The precise scope of nature’s rights is unclear. Referring to Pachamama, an indigenous deity whose name roughly translates as “Mother Universe,” the text puts less emphasis on defending specific species than on the rights of ecosystems writ large. And it is uncertain how, exactly, a country as poor as Ecuador can protect those rights—though observers expect to see a raft of new lawsuits against oil and gas companies.

Even so, it is a milestone for environmental organizations that seek to rewrite our treatment of nature. In fact, one such group, the Pennsylvania-based Community Environmental Legal Defense Fund, helped draft the new protections in the Ecuadorean Constitution. The C.E.L.D.F. posits that most laws define nature as someone’s property, forcing environmentalists to prove extensive damage before regulations can be put in place. A rights-based approach, it argues, reverses that burden, putting the health of ecosystems first.
And that will lead to tremendous trouble for the poor and the dramatic undermining of economies—not to mention reducing the intrinsic moral importance of “rights” the way wild inflation does the value of currency.

The writer also notices other attacks on human exceptionalism we have discussed here at SHS:
Ecuador isn’t alone in elevating the sanctity of nature: this year, the Spanish Parliament granted the right to be spared “abuse, torture and death” to great apes, and an ethics panel appointed by the Swiss Parliament called for protecting plants’ “reproductive ability.” As a consequence, Swiss researchers must now apply for approval before conducting scientific research on even the smallest of flora. Ecuador’s new Constitution may go much further, arguably granting broad protections to simple life forms like algae and even bacteria. After all, who knows what they might evolve into?
Well, nobody wants to “torture” apes. The real problem with the GAP is that it makes humans, bonobos, gorillas, and chimpanzees together into a “community of equals.” Talk about missing the forest for the apes in the trees!

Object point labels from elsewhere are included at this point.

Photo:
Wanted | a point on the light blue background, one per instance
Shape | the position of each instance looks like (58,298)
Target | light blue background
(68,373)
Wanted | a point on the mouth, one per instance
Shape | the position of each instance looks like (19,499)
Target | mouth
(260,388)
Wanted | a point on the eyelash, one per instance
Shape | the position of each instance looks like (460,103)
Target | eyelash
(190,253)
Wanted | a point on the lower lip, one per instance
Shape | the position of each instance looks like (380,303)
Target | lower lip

When stories about these matters appear in the MSM, which are rare, they are always mildly reported and usually approached from a bemused perspective—thereby assuring that most people will remain in the dark about their import. And that really bothers me. These radical proposals are subversive to the flourishing of human rights and the prospering of the human community. They are completely undermining the moral values of Western Civilization—and thus constitute an important, but little known, front in the ongoing coup d’ culture. As such, it seems to me that the media owes it to the people to raise the visibility of these stories and explore far more deeply what the proponents want, why opponents are alarmed, and the potential import and consequences to humankind that will result from granting rights to nature, diminishing humans to the moral status of apes, and granting individual dignity to plants.

Still, I suppose we should be grateful whenever the MSM is able to rouse itself to mention these matters at all, although it is months behind SHS. Perhaps that is why it is known as the dinosaur media.